Anadolu’yu yaşatmak ve doğanın talan edilmesini engellemek için nisan ayında başlayan Büyük Anadolu Yürüyüşü ile, Türkiye’nin dört bir yanında yüzlerce insan Ankara‘da bir araya geldi. Ardından polis engeliyle karşılaşan göstericiler, zorla Ankara dışına çıkartıldı. Yaklaşık bir aydır, Ankara dışında çadır kurarak direnişlerini sürdüren yüzlerce insan en temel ihtiyaçlarından bile mahrum bırakılıyor.

Aynı, Hopa’da öldürülen Metin Hoca’yı olduğu gibi, HES’lere karşı direnişi de görmezden gelen AKP iktidarı, nükleer enerjiyi seçimler süresince koz olarak kullandı. Daha yeni, İtalyan halkı referadumla nükleer enerjiye hayır derken, birçok Avrupa ülkesi nükleer santrallerini kapatmaya çalışırken, AKP iktidarı gizli antlaşmalarla nükleer santrallerin kurulması için çalışmalarına devam ediyor. Utanmadan kapatılacağı tarihi bile şimdiden verebiliyor ve nükleer bir kazayı tüp gaz tehlikesiyle karşılaştırabiliyor.

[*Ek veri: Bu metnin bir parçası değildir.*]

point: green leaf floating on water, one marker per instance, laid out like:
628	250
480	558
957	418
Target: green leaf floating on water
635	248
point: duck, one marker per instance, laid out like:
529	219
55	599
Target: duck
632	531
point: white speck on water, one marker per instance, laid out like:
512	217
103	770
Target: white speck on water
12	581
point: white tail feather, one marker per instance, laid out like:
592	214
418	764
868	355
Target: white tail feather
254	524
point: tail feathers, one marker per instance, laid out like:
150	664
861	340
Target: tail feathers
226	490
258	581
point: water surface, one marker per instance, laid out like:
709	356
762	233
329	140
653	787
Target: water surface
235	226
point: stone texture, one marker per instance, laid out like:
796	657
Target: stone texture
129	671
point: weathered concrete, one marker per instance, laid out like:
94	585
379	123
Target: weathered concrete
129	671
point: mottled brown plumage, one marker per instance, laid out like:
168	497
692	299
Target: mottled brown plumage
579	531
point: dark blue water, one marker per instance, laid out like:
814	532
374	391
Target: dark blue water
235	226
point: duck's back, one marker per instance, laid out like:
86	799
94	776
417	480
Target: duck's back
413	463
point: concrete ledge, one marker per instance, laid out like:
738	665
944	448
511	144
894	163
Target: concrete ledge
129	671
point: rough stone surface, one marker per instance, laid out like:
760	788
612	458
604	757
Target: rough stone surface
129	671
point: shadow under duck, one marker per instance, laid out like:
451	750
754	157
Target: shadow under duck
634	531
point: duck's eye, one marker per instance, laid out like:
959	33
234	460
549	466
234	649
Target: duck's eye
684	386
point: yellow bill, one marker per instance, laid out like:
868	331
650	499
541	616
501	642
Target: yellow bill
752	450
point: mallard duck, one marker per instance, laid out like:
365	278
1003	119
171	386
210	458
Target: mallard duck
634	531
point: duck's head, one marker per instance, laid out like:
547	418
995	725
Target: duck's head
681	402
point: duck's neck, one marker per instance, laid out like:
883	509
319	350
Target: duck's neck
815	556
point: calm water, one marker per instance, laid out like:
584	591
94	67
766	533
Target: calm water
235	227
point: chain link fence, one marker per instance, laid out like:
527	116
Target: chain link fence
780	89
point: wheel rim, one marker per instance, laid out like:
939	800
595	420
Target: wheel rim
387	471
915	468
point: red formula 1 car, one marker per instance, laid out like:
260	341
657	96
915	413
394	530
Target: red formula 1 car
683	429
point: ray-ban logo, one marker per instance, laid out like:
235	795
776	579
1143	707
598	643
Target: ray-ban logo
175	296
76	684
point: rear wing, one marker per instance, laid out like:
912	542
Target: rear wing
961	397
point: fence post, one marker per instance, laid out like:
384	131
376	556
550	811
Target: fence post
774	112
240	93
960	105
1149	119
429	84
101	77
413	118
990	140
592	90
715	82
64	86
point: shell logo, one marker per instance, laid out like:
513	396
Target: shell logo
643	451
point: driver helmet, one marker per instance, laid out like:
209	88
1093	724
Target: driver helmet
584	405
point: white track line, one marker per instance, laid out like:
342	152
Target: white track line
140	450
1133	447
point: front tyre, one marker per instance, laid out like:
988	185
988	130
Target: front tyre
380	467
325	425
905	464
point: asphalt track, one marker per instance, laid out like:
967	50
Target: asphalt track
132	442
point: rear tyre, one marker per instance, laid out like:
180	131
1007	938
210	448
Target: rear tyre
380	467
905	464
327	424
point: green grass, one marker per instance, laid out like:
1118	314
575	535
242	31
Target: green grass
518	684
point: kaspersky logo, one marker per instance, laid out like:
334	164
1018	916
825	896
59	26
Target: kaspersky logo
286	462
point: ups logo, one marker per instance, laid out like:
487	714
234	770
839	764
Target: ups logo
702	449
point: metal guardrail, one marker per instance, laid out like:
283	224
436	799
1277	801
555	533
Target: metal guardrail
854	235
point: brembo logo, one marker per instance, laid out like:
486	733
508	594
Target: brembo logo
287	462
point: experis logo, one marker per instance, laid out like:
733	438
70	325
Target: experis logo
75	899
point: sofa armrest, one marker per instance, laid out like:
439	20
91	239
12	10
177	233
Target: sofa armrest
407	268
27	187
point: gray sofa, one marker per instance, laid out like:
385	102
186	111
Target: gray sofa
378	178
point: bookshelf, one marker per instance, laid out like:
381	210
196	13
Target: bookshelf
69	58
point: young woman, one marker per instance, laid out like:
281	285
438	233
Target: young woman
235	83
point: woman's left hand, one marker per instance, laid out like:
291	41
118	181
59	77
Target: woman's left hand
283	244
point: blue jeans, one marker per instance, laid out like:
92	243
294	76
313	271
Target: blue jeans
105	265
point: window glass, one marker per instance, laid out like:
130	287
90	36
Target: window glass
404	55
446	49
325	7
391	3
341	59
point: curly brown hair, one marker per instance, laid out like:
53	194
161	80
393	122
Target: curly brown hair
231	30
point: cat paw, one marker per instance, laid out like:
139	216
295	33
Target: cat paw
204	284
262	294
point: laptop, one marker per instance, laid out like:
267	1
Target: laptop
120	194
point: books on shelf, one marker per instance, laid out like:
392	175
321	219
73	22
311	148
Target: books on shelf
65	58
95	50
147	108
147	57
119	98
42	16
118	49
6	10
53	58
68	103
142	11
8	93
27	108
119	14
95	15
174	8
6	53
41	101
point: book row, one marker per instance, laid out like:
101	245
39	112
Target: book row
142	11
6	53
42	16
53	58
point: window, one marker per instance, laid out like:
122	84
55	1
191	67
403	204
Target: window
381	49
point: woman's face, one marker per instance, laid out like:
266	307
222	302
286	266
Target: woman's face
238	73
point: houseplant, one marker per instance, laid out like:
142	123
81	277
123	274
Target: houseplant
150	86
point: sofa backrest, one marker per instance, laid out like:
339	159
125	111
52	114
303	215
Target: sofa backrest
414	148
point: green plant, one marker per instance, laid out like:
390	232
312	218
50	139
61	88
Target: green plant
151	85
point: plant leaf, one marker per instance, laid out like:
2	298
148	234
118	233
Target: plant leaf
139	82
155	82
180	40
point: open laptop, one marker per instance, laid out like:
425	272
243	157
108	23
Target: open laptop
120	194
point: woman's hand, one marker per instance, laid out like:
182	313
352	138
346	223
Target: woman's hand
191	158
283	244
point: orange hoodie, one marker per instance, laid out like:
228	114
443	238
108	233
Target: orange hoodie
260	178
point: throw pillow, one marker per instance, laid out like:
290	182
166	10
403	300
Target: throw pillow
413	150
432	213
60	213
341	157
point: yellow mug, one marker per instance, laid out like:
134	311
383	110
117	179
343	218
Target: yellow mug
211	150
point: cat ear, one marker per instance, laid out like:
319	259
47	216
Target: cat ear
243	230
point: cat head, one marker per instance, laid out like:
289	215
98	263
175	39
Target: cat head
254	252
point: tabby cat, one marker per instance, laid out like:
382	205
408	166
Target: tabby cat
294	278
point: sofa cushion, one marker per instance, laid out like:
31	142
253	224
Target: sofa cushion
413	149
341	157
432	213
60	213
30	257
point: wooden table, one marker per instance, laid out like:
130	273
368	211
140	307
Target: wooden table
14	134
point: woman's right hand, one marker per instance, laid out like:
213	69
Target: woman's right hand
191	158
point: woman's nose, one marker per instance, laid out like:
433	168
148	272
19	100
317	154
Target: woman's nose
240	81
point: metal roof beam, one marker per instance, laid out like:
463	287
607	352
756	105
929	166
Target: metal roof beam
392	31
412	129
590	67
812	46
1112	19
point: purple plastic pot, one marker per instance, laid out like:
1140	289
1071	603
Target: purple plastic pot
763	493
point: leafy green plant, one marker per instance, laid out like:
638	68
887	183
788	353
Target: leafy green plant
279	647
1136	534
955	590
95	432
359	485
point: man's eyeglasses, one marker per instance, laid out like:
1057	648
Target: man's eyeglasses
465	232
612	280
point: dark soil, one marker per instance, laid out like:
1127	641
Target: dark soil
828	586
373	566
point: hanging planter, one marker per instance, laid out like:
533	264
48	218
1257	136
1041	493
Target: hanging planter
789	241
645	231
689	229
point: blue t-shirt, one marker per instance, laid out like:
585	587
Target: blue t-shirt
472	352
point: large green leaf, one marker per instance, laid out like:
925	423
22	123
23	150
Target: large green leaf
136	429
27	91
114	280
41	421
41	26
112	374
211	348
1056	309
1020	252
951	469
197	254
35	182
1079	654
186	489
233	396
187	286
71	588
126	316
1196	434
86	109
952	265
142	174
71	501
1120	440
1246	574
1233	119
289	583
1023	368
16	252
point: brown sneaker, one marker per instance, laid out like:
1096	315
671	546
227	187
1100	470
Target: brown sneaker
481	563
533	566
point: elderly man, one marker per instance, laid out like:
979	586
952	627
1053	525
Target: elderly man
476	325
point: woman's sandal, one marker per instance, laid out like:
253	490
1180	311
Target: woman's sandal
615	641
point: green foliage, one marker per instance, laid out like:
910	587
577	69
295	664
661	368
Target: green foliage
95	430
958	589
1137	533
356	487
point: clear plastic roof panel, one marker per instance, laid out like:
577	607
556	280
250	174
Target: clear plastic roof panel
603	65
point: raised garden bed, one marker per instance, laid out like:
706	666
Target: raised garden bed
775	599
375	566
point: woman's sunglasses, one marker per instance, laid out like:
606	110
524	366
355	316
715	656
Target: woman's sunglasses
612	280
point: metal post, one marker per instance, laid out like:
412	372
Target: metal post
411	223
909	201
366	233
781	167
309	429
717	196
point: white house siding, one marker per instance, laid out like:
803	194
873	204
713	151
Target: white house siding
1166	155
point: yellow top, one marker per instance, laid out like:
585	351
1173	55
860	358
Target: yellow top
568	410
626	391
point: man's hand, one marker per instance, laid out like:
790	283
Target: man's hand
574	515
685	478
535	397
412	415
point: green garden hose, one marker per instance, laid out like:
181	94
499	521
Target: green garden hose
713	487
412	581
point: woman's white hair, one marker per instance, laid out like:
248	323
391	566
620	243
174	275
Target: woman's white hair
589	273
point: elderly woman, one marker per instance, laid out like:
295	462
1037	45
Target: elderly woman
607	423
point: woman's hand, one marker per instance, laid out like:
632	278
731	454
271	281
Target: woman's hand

Bugünlerde ise başka bir felaket, göz göre göre Kütahya‘da gerçekleşmekte. Gümüş madenine ait siyanür havuzlarında gerçekleşen çöküntülerin ardından, sızan siyanür doğaya ciddi zarar vermekte. Yağmurların siyanürlü çökeltiyi daha da yaymasından korkan uzmanlara karşılık Kütahya valisi “yağmur Allah’ın bileceği iş” telkininde bulunarak kendini ve çevresindekileri ciddi bir sorundan kurtardı! Bu kazanın meydana gelmesindeki temel sebep ise özelleştirilen madenin, atık sorununu göz ardı ederek kapasitesinden fazla üretim yapması. Bu dönemde temel talebimiz suyun, madenlerin ve enerji santrallerinin kamulaştırılması ve enerji çalışma grupları oluşturularak, enerji politikalarının saptanması.

Yorumlar kapalıdır.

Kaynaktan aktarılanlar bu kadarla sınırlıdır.